It’s been a great month for exciting insights about the role that engineering must play in driving profitable innovation.
The ever-astute James Governor from RedMonk authored a post about Spotify open-sourcing their Cost Insights tool, and more broadly about how engineers should be “incentivised to take more responsibility for the costs associated with the products they’re building.”
And now, Sarah Wang and Martin Casado have released an article called “The Cost of Cloud, a Trillion Dollar Paradox.”
The piece is built around two main concepts:
- Cloud is the “perfect platform to optimize for innovation, agility, and growth, but it comes at a cost; there’s a ‘flexibility tax’ for the nimbleness the cloud provides.” Therefore, it’s critical to make cloud spend a first-class KPI metric, and empower engineering to optimize from day one.
- As a company grows, the pressure that cloud puts on its margins “can start to outweigh the benefits.” Therefore Wang and Casado present the idea of “repatriating” cloud workloads — bringing all or most out of the cloud.
The first is spot on.

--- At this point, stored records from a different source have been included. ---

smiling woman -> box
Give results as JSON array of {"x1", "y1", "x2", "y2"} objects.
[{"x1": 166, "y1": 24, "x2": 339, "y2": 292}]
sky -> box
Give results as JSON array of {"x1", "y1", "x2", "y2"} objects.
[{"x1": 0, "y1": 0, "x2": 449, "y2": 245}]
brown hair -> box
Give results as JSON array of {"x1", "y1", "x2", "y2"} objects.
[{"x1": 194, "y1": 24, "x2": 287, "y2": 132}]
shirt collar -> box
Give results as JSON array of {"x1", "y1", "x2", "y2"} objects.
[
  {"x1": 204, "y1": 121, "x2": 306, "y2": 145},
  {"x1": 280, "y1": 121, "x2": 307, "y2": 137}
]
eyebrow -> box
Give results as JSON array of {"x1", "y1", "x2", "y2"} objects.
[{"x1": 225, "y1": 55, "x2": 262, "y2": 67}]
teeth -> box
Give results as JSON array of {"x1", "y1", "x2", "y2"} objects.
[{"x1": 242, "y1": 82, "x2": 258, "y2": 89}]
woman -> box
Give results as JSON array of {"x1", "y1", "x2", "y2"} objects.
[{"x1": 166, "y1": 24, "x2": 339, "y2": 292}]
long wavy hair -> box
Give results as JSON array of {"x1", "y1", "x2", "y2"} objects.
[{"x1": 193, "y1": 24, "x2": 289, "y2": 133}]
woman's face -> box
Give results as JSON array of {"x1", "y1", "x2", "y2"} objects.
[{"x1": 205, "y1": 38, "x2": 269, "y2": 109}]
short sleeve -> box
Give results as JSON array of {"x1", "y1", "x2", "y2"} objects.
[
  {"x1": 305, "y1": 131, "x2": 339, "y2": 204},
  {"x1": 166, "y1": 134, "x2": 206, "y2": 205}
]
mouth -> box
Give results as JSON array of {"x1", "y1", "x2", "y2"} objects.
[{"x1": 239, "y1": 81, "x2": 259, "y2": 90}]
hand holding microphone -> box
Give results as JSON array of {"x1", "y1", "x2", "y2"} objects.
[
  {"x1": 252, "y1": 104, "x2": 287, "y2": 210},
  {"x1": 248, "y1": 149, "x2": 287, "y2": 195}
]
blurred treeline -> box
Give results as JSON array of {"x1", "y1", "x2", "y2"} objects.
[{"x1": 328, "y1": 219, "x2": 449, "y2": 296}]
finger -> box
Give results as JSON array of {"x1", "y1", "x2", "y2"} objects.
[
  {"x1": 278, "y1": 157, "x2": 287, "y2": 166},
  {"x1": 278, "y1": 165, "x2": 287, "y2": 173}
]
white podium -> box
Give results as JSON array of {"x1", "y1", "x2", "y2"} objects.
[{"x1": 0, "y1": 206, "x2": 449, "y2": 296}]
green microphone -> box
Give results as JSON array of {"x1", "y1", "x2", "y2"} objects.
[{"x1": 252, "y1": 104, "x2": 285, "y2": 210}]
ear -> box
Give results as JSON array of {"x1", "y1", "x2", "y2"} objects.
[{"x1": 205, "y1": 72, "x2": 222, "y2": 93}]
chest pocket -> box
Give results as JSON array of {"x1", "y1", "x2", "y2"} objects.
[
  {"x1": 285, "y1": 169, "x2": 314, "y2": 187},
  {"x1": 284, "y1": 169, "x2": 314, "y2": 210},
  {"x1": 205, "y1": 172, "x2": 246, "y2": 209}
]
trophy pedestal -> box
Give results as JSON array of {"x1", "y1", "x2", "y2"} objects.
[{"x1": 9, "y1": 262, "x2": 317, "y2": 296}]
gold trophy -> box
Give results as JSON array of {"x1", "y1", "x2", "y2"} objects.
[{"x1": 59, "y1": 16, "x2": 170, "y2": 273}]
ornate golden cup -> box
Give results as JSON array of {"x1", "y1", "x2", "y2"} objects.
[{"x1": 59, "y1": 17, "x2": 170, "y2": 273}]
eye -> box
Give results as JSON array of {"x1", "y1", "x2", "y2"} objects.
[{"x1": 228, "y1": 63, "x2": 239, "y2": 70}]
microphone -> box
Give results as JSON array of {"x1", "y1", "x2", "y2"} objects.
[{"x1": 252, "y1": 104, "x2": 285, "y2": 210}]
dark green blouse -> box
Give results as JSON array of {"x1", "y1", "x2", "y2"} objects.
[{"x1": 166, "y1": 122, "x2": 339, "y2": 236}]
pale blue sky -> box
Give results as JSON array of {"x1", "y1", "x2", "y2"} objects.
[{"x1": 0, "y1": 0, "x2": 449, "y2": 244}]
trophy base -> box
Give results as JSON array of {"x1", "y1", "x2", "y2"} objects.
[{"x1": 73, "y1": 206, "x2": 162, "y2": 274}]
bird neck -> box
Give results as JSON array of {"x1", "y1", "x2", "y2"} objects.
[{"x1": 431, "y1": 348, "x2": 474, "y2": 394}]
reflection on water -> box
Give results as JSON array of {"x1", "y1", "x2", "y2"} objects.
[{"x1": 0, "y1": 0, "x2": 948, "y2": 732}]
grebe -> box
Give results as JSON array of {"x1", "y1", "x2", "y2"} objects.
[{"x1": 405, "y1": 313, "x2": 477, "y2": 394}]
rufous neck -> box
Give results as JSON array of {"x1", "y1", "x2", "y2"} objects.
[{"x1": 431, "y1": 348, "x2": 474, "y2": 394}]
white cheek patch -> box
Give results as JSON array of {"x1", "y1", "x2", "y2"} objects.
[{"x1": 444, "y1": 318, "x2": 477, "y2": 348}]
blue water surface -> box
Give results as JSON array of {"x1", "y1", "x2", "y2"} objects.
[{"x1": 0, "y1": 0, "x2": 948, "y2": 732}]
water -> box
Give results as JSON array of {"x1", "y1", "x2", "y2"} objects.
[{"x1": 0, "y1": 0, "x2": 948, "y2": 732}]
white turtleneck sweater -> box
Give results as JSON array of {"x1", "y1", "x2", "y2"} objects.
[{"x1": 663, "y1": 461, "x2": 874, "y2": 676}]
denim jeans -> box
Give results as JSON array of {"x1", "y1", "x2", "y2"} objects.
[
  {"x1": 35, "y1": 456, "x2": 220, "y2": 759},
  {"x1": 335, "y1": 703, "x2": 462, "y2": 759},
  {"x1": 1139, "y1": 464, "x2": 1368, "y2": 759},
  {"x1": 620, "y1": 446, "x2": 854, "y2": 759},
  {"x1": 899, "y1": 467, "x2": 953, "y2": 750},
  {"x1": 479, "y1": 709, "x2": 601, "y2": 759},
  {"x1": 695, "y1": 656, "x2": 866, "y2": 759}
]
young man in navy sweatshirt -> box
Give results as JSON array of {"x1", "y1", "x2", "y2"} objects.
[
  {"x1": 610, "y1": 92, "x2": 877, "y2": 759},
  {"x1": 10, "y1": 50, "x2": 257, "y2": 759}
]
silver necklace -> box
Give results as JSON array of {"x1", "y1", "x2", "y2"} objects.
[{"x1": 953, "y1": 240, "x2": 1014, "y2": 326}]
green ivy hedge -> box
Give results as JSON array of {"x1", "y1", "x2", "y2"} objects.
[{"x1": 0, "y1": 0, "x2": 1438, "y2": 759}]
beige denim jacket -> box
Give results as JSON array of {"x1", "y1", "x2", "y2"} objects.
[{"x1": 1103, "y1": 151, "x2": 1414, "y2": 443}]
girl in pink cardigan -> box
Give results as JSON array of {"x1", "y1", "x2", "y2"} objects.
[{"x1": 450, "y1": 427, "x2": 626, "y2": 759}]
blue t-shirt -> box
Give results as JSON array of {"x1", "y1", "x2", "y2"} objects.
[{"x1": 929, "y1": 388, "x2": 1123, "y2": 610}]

It’s precisely why CloudZero exists.
The second may make sense when viewed solely through the narrow lens of “unlocked market capitalization,” but is otherwise a terrible idea.
Why You Should Empower Engineering To Tackle Cost
In line with the Monkchips post, Wang and Casado make a great case for empowering engineers to innovate profitably. They, too, mentioned Spotify’s Cost Insights project and how “the company enables engineers, and not just finance teams, to take ownership of cloud spend.”
Why engineers and not finance?
Because in the cloud, every engineering decision is a purchasing decision, so it’s important to “tie the pain directly to the folks who can fix the problem.” With well-informed, continuous cost-conscious development, margins can be improved substantially.
The article described a prominent CTO whose company used “short-term incentives like those used in sales (SPIFFs), so that any engineer who saved a certain amount of cloud spend by optimizing or shutting down workloads received a spot bonus.”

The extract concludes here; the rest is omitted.